Kai Wegner (CDU), Regierender Bürgermeister in Berlin, nach seiner ersten Regierungserklärung
Kai Wegner (CDU), Regierender Bürgermeister in Berlin, nach seiner ersten RegierungserklärungWolfgang Kumm/dpa

Der Grünen-Fraktionsvorsitzende Werner Graf begann am Donnerstag die Aussprache nach der Regierungserklärung im Abgeordnetenhaus mit einem Witz. Seit Schwarz-Rot an der Regierung sei, steige Hertha BSC ab. Da mussten selbst die Abgeordneten von CDU und SPD lachen. Der Satz sei ein Gag, räumte Graf ein. Denn nicht einmal die Politik könne etwas für Herthas Absturz. Doch gleich danach arbeitete der Grüne sich, bis vor Kurzem noch selbst in der Regierung, an der neuen großen Koalition ab. Und dann lachten mal die einen, mal die anderen. 

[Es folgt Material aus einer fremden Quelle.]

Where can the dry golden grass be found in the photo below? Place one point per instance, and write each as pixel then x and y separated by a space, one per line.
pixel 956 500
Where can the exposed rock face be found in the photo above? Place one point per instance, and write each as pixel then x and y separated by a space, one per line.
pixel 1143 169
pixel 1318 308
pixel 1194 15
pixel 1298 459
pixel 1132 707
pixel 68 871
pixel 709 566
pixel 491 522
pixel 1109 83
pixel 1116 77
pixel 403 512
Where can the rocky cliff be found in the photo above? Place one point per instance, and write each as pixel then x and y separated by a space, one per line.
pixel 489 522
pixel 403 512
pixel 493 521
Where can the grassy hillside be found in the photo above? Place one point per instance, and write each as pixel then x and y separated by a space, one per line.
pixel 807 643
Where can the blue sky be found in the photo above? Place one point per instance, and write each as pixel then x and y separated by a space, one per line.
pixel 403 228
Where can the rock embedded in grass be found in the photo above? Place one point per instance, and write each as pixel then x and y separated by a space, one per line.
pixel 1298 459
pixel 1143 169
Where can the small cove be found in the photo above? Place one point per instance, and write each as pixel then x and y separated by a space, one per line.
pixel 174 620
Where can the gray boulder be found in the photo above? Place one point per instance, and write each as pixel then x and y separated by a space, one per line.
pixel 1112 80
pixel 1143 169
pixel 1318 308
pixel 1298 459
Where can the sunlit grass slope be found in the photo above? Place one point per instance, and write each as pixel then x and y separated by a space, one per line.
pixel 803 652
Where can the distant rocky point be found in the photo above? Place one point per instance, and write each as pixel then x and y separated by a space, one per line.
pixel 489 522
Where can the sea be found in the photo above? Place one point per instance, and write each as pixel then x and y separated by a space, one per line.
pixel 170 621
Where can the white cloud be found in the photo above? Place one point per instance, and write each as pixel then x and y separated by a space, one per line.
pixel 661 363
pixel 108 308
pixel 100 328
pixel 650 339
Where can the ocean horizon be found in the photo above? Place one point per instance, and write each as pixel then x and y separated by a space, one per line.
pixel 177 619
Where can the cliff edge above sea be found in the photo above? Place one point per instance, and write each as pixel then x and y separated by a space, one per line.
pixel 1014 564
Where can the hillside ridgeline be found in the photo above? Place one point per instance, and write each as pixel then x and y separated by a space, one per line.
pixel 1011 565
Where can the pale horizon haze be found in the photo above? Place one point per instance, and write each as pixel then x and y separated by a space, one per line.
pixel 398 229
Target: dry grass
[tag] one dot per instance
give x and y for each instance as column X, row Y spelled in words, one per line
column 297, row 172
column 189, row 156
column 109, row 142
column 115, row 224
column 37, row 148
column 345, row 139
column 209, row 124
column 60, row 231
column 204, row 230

Das war erwartbar bei der ersten Regierungserklärung Kai Wegners am Donnerstag im Abgeordnetenhaus, nachdem er Ende April erst mit Ach und Krach im dritten Wahlgang als Regierender gewählt worden war. „Das Beste für Berlin“ will er jetzt geben, denn so lautete der Titel seiner Rede am Donnerstag, ebenso steht diese Zeile über dem 135 Seiten langen Koalitionsvertrag von CDU und SPD. 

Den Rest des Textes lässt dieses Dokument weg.